Ninjatech is a company founded by Moishi Kramer, whose LinkedIn profile says he is vice president of research and development at NetNut. That resume credits Kramer for helping NetNut build from the "ground up," "designing the architecture," and "scaling the NetNut" before the company was acquired by Alarum Technologies. Responding via email, Mr. Kramer said Ninjatech ceased operations approximately five years ago, when the company sold a software development kit (SDK) called Popa that was designed to use a small portion of a device's bandwidth and to run only after the host application obtained user consent. "That code was sold and licensed to third parties including resellers years ago," Kramer said. "Once software is distributed that way, the original developer has no control over how others later modify, rebrand, or deploy it."
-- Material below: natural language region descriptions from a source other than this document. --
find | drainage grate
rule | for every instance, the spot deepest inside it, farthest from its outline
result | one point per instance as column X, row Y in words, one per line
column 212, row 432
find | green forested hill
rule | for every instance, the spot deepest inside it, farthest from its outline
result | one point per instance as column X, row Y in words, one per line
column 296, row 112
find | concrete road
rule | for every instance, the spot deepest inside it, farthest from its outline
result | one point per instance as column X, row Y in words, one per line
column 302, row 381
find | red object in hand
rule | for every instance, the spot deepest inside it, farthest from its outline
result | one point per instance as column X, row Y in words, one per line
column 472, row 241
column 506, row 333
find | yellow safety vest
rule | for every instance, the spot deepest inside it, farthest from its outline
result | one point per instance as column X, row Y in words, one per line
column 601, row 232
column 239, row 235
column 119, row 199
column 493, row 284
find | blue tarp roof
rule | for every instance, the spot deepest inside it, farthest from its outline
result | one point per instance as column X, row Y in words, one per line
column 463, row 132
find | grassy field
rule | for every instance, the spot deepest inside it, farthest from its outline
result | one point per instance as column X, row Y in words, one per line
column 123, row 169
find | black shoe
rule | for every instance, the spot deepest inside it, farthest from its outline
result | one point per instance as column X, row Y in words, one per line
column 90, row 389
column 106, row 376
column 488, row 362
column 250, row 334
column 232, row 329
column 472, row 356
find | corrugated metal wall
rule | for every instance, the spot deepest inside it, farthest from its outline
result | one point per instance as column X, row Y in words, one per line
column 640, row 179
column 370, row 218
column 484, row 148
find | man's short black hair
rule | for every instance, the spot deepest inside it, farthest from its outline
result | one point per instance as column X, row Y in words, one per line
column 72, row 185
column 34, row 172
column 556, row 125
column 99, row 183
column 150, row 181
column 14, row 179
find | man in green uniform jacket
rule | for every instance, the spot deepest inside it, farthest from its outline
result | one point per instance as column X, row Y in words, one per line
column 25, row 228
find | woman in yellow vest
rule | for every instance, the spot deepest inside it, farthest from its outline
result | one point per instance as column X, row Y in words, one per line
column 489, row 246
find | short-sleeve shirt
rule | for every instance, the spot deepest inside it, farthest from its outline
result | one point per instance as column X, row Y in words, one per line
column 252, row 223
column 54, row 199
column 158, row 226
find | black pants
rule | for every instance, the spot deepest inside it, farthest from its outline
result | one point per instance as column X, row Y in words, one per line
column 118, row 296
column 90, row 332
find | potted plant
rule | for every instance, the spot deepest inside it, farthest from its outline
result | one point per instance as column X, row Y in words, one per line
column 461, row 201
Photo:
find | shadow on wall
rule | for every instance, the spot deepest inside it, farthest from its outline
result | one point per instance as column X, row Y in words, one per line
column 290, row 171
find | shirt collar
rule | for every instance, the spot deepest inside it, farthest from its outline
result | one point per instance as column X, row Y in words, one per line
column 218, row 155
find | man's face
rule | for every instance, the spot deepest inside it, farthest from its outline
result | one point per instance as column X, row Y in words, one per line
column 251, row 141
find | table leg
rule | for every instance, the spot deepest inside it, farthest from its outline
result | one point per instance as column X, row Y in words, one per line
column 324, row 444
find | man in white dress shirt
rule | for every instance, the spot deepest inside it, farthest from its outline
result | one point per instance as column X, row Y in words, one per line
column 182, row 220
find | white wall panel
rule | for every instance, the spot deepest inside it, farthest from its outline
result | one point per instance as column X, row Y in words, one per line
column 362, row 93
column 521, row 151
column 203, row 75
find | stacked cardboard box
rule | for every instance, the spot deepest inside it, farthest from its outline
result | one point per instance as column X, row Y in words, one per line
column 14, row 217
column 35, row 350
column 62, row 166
But in a separate Popa research report released today, the proxy-tracking company Synthient said a recent analysis of the Popa SDK revealed outbound traffic clearly associated with NetNut. "The research team assesses with high confidence that devices running Popa forward traffic from Netnut clients," Synthient wrote. "This proves without a shadow of a doubt that Popa actively continues to be used by NetNut as part of their proxy pool." Alarum Technologies, NetNut's Tel Aviv-based parent company, said the reports by Synthient and Qurium contained "demonstrably inaccurate assertions and flawed deductions rather than verified facts." Alarum shared a statement saying they reject the basic characterization of the SDKs and technologies discussed in the reports as a "botnet."

The Popa botnet highlights the growing problem of malicious residential proxy networks, which abuse consumer devices to anonymize criminal traffic. The connection to a publicly-traded company raises questions about corporate accountability and the oversight of SDKs that can be repurposed for malicious use. As law enforcement and security firms continue to dismantle such networks, the cat-and-mouse game between botnet operators and defenders shows no signs of slowing.